The Clerk of Court is respectfully requested to enter judgment affirming the Bankruptcy Court’s January 15, 2016, Order and to close this case.
 The facts recited herein are drawn from Judge Bernstein’s Memorandum Decision and have been reviewed for clear error. Citations to Judge Bernstein’s Decision incorporate by reference Judge Bernstein’s citations to the underlying evidentiary submissions presented at trial. Citations to the Plan Administrator’s trial exhibits are indicated by the designation “PX,” and citations to the Claimants’ trial exhibits are indicated by the designation “DX.”

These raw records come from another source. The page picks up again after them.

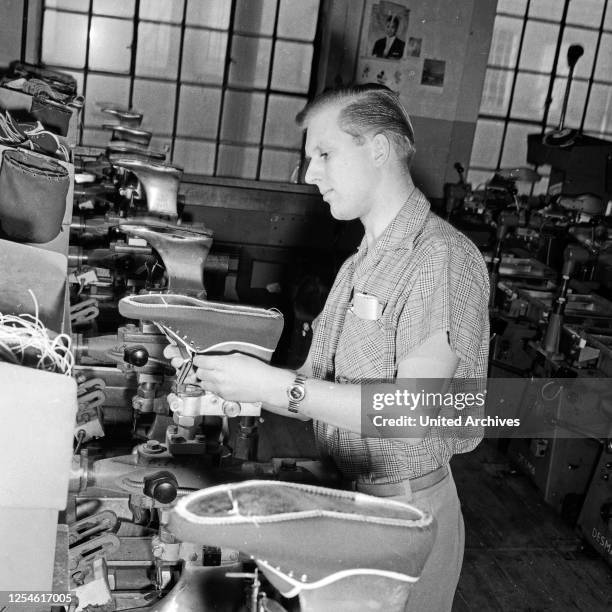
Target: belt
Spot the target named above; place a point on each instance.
(392, 489)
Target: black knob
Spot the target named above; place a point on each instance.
(161, 486)
(136, 355)
(606, 512)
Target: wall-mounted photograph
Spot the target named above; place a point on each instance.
(387, 31)
(433, 73)
(414, 47)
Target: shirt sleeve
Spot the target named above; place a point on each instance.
(450, 294)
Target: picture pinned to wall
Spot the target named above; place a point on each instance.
(433, 73)
(387, 31)
(414, 47)
(374, 72)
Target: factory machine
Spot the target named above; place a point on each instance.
(141, 277)
(551, 314)
(144, 273)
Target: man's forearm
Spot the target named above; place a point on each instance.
(339, 405)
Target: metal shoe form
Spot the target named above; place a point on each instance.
(338, 550)
(128, 134)
(206, 326)
(119, 149)
(128, 117)
(160, 182)
(183, 251)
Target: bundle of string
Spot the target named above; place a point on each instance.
(24, 340)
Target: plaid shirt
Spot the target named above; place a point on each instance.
(429, 278)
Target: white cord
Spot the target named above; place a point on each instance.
(25, 340)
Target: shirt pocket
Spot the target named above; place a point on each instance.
(366, 349)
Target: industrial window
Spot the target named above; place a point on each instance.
(526, 78)
(219, 82)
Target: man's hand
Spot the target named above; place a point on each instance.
(237, 377)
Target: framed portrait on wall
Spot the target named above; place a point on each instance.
(387, 31)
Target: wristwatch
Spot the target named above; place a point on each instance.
(296, 392)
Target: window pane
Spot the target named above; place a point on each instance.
(204, 56)
(117, 8)
(57, 47)
(156, 101)
(505, 42)
(496, 92)
(539, 46)
(237, 161)
(292, 65)
(487, 142)
(530, 96)
(250, 61)
(584, 65)
(195, 157)
(278, 165)
(162, 10)
(575, 103)
(158, 49)
(546, 9)
(603, 71)
(242, 116)
(298, 19)
(281, 129)
(71, 5)
(599, 113)
(255, 16)
(104, 55)
(585, 12)
(104, 91)
(515, 145)
(515, 7)
(161, 144)
(212, 13)
(199, 111)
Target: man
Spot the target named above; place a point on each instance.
(390, 46)
(410, 304)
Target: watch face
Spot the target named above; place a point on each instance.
(296, 393)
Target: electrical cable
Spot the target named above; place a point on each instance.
(24, 340)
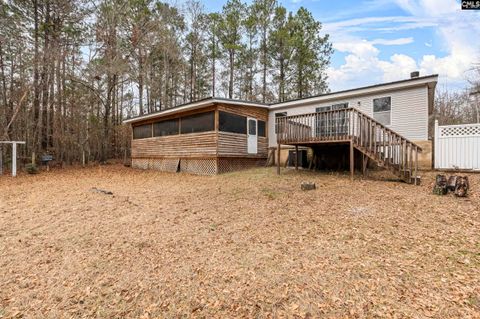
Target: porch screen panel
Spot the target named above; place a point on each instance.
(203, 122)
(261, 128)
(233, 123)
(142, 131)
(165, 128)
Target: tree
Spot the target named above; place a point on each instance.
(231, 36)
(265, 10)
(212, 23)
(282, 46)
(312, 55)
(249, 55)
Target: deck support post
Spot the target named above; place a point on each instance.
(296, 157)
(278, 159)
(364, 164)
(352, 166)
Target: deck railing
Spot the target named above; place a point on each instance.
(372, 138)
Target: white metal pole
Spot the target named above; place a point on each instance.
(436, 145)
(14, 159)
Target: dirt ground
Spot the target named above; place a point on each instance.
(248, 244)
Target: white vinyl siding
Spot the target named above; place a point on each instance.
(409, 111)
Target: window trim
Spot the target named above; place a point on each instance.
(276, 116)
(142, 138)
(176, 119)
(230, 113)
(383, 112)
(264, 128)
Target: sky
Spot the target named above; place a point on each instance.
(379, 41)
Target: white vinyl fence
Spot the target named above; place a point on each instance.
(457, 146)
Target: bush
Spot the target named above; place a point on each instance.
(31, 168)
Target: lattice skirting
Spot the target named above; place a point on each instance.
(226, 164)
(161, 164)
(198, 166)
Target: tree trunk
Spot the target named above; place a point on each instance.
(232, 69)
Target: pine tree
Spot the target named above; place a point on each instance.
(312, 55)
(231, 36)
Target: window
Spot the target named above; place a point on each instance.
(323, 109)
(165, 128)
(340, 106)
(233, 123)
(277, 115)
(202, 122)
(261, 128)
(331, 123)
(382, 108)
(142, 131)
(252, 127)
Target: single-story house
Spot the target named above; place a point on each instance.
(388, 123)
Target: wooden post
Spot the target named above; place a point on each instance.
(416, 165)
(296, 157)
(14, 159)
(278, 159)
(352, 166)
(364, 164)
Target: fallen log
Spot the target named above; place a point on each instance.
(440, 187)
(461, 186)
(98, 190)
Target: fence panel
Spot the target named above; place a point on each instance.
(457, 146)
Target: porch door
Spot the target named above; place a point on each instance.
(252, 136)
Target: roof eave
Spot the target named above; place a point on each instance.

 Judge Bernstein held that this transfer constituted the creation of an express trust because: (1) it was made for designated beneficiaries (CPG and Robin and Toby Bartosh); (2) to a designated trustee (Traub and/or the Traub Firm); (3) in the form of a fund or other property sufficiently designated to enable title of the property to pass to the trustee (deposited into the Traub Account); and (4) the funds were actually delivered with the intention of vesting legal title in the trustee (Gowan admitted that “[t]he record . . . shows that, in requesting the Traub Firm Transfer, Traub intended to safe guard funds that he believed belonged to his clients pending further court order.” Bernstein Op. at ECF p. 13 (citing Plan Administrator’s Memorandum of Law in Response to Post-Hearing Memorandum of Claimants Robin Bartosh, Toby Bartosh and the Cosmetics Plus Group Ltd. and in Further Support of Plan Administrator’s Objection to Proof of Claim Nos. 171, 172 and 173)). See Gowan v. Patriot Group, LLC (In re Dreier LLP), 452 B.R. 391, 420 (Bankr. S.D.N.Y. 2011) (quoting In re Doman, 68 A.D.3d 862, 863 (2d Dep’t 2009) (“A valid express trust requires (1) a designated beneficiary, (2) a designated trustee, (3) a fund or other property sufficiently designated or identified to enable title of the property to pass to the trustee, and (4) actual delivery of the fund or property, with the intention of vesting legal title in the trustee.”)).
 While Appellants argue that the Morris Plan court “expressly observed that it did not matter `whether or not the company would, attempt to, or could trace the specific funds and reclaim them from the bankrupt estate,'” Appellants present this quote out of context and in so doing misrepresent the Second Circuit’s holding, which was specific to a scenario wherein the debtor attempted to withhold assets from the trustee by claiming a third party’s interest in those assets.
 The cases cited by Appellants on this point are inapposite. In re Mishkin, 138 B.R. 410 (Bankr. S.D.N.Y. 1992) involved funds that were identifiable and traceable as proceeds of converted property, and thus were not property of the bankruptcy estate. See also Selby, 590 F.2d 642 (same); In re Valerino Construction, Inc., 250 B.R. 39 (Bankr. W.D.N.Y. 2000) (same). In re Royal Business School, Inc., concerned money that was placed into an escrow account prior to commencement of the debtor’s bankruptcy case, which remained segregated and identifiable and, therefore, never became property of the bankruptcy estate. See 157 B.R. 932 (Bankr. E.D.N.Y. 1993). In re Bake-Line Group, LLC, involved a scenario wherein the debtor mistakenly deposited a misdelivered check made out to another party into its own bank account. The court determined that, because of this mistake, the funds were subject to a constructive trust from the moment of their deposit and remained traceable and, thus, were not considered property of the debtor’s estate. See 359 B.R. 566 (Bankr. D. Del. 2007).
 DX Y indicates that the “remaining cash” traceable to the CPG bankruptcy estate as of October 31, 2008, was $51,493.97, and that this cash was distributed in accordance with the priority scheme set out in the Dismissal Order. (See DX Y.)
 The reclassification of Appellants’ claims against the Dreier estate as unsecured is without prejudice to the pursuit of any claims that Appellants may have against non-debtor persons or entities in connection with the misuse of the Settlement Proceeds.